In its initial statement on the DRC Ebola outbreak, Gavi suggested some hesitation in distributing existing bundles of Ebola Zaire vaccines as there is “extremely limited available evidence on cross-protection against non-Zaire species.” It also observed, however, that some Bundibugyo options were already in process. Two potential vaccine candidates include a candidate “leveraging rVSV platform (the same platform as the licensed vaccine against Zaire ebolavirus, Ervebo) but targeted towards Bundibugyo,” while another one is “leveraging the ChAdOx platform (used for licensed COVID-19 vaccines) and targeted towards Bundibugyo virus.”

The first, it observed, could take months to produce enough doses for clinical trials, while for the second, it noted, “there are no animal or human studies for this vaccine and no data on its use against BVD [Bundibugyo].”

In addition to the lack of currently available inoculation options, public health experts face a prodigious challenge with local trust regarding medical innovations. Communities in eastern DRC already have pervasive skepticism regarding Western humanitarian aid, including the widespread belief that Ebola is not real and is being used as an excuse to exterminate Africans. Health workers in DRC have experienced multiple violent mob attacks on their clinics by individuals seeking to retrieve the bodies of their loved ones or help living Ebola patients “escape” what they believe to be a certain death in the care of international health workers.

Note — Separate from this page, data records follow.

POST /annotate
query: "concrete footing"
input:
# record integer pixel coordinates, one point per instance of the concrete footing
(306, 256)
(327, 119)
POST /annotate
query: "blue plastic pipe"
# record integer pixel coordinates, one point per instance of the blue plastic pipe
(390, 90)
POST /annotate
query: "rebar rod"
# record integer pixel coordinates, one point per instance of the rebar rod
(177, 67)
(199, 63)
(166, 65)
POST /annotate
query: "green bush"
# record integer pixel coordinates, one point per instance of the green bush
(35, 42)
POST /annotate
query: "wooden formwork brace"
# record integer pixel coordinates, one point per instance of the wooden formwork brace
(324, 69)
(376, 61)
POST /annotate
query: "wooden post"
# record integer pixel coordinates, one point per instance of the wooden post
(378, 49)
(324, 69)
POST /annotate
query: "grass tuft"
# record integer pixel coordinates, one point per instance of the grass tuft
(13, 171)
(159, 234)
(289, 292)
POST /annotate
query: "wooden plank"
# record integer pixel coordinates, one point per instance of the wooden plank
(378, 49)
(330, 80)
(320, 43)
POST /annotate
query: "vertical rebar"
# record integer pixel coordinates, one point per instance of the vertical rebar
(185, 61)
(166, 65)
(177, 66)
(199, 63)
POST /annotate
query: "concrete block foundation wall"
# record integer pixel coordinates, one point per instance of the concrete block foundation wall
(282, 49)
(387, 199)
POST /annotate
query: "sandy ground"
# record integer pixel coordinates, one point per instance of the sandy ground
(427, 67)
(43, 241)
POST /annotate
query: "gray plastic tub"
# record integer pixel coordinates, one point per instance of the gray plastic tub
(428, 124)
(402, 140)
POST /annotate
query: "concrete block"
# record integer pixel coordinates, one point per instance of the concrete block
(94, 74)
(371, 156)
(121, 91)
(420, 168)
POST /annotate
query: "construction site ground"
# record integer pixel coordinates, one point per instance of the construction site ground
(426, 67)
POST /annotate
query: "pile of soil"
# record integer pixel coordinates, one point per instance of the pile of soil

The first attempt to distribute novel Ebola vaccines in DRC triggered a major political scandal and the resignation of the country’s health minister, who denounced international pharmaceutical corporations for refusing to allow the government to address “trust” issues on the ground. In 2019, Johnson & Johnson attempted to start a vaccine trial for Ebola in Ituri and neighboring North Kivu province, resulting in then-Health Minister Oly Ilunga accusing vaccine promoters of lacking “ethics” and ultimately leaving the job.

“[It is] fanciful to think that the new vaccine proposed by actors who have shown an obvious lack of ethics by voluntarily hiding important information from medical authorities, could have a significant impact on the control of the current outbreak,” Ilunga railed in his resignation letter.

To address “trust issues” in DRC, the director-general of the W.H.O. Tedros Adhanom Ghebreyesus personally visited Ituri this weekend, emphasizing in an open letter to the people of Congo that as a fellow African he will be present and involved in the outbreak response.